Virtual meetings are real-time interactions that take place over the Internet using integrated audio and video, chat tools, and application sharing. They offer a way to engage students in fully interactive, online learning experiences such as lectures, discussions, and tutoring. Many virtual meeting applications integrate with course management systems, providing students and faculty with a unified learning system including access to online meetings.

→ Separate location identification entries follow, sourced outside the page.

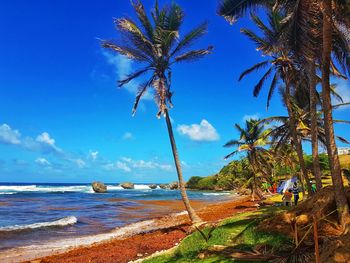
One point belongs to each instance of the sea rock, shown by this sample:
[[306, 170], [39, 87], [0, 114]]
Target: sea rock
[[174, 185], [127, 185], [99, 187]]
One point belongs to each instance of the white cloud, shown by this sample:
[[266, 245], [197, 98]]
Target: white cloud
[[45, 138], [8, 135], [80, 163], [93, 155], [128, 136], [42, 161], [141, 164], [199, 132], [122, 166], [251, 117]]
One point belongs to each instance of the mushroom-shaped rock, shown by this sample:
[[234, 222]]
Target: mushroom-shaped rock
[[127, 185], [164, 186], [99, 187], [174, 185]]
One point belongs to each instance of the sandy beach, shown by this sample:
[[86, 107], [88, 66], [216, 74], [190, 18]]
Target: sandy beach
[[133, 241]]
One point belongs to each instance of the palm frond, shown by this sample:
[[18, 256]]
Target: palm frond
[[231, 10], [125, 51], [141, 14], [194, 55], [190, 37], [132, 76], [257, 66], [261, 82], [272, 89]]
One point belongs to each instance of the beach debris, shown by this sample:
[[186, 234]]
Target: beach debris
[[127, 185], [99, 187]]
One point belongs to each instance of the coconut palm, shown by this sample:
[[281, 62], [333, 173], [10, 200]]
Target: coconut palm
[[157, 46], [330, 17], [283, 67], [336, 23], [252, 140]]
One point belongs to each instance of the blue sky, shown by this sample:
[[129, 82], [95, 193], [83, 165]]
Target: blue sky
[[62, 119]]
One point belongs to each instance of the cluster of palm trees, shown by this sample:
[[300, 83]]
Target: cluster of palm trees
[[296, 29], [306, 40]]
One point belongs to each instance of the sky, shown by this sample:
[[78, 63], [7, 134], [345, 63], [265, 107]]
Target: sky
[[63, 119]]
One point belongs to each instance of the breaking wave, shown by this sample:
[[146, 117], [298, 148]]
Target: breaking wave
[[70, 220]]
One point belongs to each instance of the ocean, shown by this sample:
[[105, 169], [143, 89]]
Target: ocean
[[33, 214]]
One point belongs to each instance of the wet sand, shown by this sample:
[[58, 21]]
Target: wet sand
[[136, 240]]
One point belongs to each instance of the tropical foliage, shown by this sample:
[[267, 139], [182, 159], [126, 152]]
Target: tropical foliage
[[156, 45]]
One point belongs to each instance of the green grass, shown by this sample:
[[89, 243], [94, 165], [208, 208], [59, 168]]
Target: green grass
[[239, 231]]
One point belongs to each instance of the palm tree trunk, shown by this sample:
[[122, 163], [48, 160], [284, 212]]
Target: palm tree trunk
[[192, 214], [296, 141], [314, 128], [339, 193]]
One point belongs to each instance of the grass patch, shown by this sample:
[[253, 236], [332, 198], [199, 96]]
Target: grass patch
[[238, 231]]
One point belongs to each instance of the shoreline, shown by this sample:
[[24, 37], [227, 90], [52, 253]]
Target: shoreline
[[136, 238]]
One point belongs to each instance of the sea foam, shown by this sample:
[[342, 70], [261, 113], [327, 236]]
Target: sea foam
[[70, 220]]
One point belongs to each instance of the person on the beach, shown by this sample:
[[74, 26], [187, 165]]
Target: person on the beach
[[295, 190], [287, 197], [274, 186]]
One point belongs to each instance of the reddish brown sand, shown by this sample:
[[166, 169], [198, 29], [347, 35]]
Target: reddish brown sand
[[145, 244]]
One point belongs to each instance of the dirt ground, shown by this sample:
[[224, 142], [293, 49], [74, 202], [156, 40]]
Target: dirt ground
[[139, 246]]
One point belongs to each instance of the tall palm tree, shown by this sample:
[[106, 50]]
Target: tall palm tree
[[283, 66], [328, 14], [252, 140], [157, 46], [335, 19]]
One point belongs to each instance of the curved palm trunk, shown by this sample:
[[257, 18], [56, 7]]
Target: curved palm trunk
[[192, 214], [314, 128], [296, 141], [340, 197]]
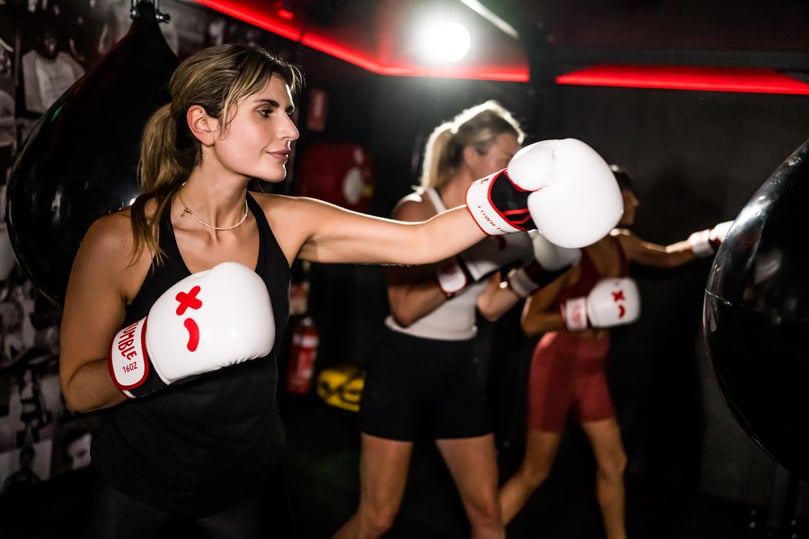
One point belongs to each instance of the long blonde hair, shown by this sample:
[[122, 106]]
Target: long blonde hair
[[476, 126], [215, 78]]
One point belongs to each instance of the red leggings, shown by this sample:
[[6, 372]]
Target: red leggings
[[568, 375]]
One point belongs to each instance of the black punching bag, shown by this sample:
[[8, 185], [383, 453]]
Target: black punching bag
[[80, 161], [756, 315]]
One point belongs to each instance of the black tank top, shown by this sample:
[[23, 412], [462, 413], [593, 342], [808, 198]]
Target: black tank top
[[197, 446]]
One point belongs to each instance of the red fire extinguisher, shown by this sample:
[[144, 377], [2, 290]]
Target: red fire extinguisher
[[302, 356]]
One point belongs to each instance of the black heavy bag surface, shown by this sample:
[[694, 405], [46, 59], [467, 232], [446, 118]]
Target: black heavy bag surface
[[80, 161], [756, 315]]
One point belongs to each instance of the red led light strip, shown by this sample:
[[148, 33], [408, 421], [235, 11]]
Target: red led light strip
[[256, 13], [718, 79]]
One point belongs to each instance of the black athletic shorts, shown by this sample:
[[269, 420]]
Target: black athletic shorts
[[415, 386]]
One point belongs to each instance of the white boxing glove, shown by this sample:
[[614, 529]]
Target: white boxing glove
[[704, 243], [549, 262], [561, 187], [611, 302], [491, 254], [207, 321]]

Telepresence refers to the application of complex video technologies to give geographically separated participants a sense of being together in the same location. These systems use high-definition cameras feeding to life-size, HD displays with high-fidelity acoustics that, in many cases, localize sound to image, simulating the effect of each voice coming from the video display for each participant. In sophisticated telepresence rooms, the furniture and displays are arranged in ways that further enhance the simulation—participants sit at a conference table and see high-resolution video of participants in remote locations at similar tables, allowing participants to imagine sharing a single table. Costs can be an obstacle, but as these systems become more affordable, they have the potential to open new kinds of shared instruction and provide a legitimate alternative to in-person meetings.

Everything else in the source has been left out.